Sustainability should be easy and accessible. To help you get started with your sustainable organisation we offer our free carbon footprint calculator with a carbon dashboard. With this dashboard you can monitor your greenhouse gas emissions, any year, until 2030. This carbon calculator and dashboard are compliant with the GHG protocol.
Companies are an important stakeholder in the climate debate. If you don’t know where to start with sustainability, a carbon footprint is a good starting point. A carbon footprint creates an overview of your organisation’s contribution to climate change. This insight can provide you with guidance for an efficient sustainability strategy.
The carbon footprint with the Greenhouse Gas Protocol (GHG-protocol)
The GHG-protocol was established through a partnership between the World Resources Institute (WRI) and the Business Council for Sustainable Development (WCSD). It provides a greenhouse gas accounting and reporting standard for both the public and the private sector.
The GHG-protocol structures your carbon footprint with pre-determined emissions sources. The resulting GHG inventory is divided into scope 1, scope 2 and in scope 3 carbon emissions. This allows you to structurally identify and reduce emissions of your company and its supply chain.
Direct and indirect emissions in your carbon footprint
The GHG-protocol classifies for direct and indirect emission sources to be considered. Scope 1 carbon emissions are direct carbon emissions. Scope 2 and scope 3 carbon emissions occur in the supply chain and are therefore indirect carbon emissions.
Scope 1 GHG emissions
Scope 1 takes all direct emissions from company assets into account. This concerns emissions released by your own building from heating, your fleet and production-related activities. Most of these emissions occur from combustion of natural gas, diesel or petrol. Some production processes release GHG gases like methane into the atmosphere, or there are cooling or AC systems that leak refrigerants.
Scope 2 GHG emissions.
Scope 2 includes emissions from direct energy usage but not emitted directly by company assets. Best example for scope 2 emissions is the generation of purchased electricity. The emissions do occur on the electricity production site. However the energy use is direct and can be influenced by company decision making. Other examples are direct heating or steam.
Scope 3 GHG emissions
The scope 3 inventory includes all other indirect emissions in the supply chain. Examples are the upstream emissions from the production and transportation of purchased materials, or business travel and employee commuting. Emissions that occur downstream such as from transport to users, the use phase and waste processing are also included. In total there are fifteen scope 3 emission sources categorised in the GHG protocol. You can find an overview of these, and the scope 1 and 2 sources in.

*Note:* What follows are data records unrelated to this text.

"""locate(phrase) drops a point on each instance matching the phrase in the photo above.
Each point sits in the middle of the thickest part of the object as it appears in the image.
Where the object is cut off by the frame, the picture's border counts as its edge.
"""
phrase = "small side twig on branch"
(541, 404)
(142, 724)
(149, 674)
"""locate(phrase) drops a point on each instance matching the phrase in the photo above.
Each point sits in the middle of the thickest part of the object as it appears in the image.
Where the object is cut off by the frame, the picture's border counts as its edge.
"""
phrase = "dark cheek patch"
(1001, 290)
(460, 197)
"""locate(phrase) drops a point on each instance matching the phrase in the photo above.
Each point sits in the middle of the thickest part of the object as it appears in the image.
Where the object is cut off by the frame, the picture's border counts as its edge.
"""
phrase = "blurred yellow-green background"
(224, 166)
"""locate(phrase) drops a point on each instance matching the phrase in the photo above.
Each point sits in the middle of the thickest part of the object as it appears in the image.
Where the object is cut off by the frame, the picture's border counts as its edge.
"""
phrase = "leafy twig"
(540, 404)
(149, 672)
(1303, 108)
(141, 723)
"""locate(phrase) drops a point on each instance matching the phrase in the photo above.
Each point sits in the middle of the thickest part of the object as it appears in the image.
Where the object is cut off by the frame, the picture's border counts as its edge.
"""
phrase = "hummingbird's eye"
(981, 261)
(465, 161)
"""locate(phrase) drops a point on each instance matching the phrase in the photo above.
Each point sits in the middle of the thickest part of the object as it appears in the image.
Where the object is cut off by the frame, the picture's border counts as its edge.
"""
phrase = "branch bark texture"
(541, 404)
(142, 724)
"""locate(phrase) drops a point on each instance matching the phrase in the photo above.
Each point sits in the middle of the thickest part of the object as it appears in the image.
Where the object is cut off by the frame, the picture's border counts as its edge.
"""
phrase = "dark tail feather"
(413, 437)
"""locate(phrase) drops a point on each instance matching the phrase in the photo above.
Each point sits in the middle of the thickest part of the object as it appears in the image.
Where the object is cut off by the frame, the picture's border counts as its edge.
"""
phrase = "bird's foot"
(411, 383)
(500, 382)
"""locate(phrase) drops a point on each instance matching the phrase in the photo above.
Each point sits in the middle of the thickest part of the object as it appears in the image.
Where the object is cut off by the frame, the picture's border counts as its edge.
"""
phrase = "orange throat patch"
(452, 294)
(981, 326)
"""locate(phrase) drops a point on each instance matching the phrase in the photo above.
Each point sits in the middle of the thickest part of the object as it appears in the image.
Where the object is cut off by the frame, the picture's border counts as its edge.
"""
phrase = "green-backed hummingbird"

“Box 1: Example Scope 1 en 2 emissions
Erinaceus is a marketing company with 4 employees. They have a small office and all employees use a middle-sized leased car (diesel).
Erinaceus has a standard non-renewable energy contract.
The office uses 1.500 m3 of natural gas per year for space heating.
The electricity use of the offices is 3.000 kWh per year.
Employees drive an average of 7.500 business kilometres per year.
Scope 1 emissions
Natural gas: 1,884 (kg CO2-eq per m3) * 1.500 (m3) = 2,826 ton CO2-eq
Leased cars: 0,176 (kg CO2-eq per km) * 7.500 (km) * 4 = 5,280 ton CO2-eq
Scope 2 emissions
Electricity: 0,556 (kg CO2-eq per kWh) * 3.000 (kWh) = 1,668 ton CO2-eq
Total Scope 1 en 2 emissions
9,774 ton CO2-eq emissions per year”
Scope 1 & 2 vs scope 3 in your carbon footprint
Collecting data and calculating your carbon footprint within scope 1 and scope 2 is relatively easy. We encourage organisations to monitor these scopes themselves with our free carbon calculator and dashboard. Calculating scope 3 emissions might require you to hire an expert.
Moreover, you will also see that for most organisations scope 1 and 2 are only the tip of the iceberg in their carbon footprint. Indirect emissions in the supply chain are many times higher, especially for companies downstream in the supply chain. It's a good idea to start reducing your scope 1 and 2 emissions today, since they're easier to reduce and the financial benefits can be significant. And if all organisations would tackle their scope 1 and 2 emissions, we inherently reduce all scope 3 emissions as well.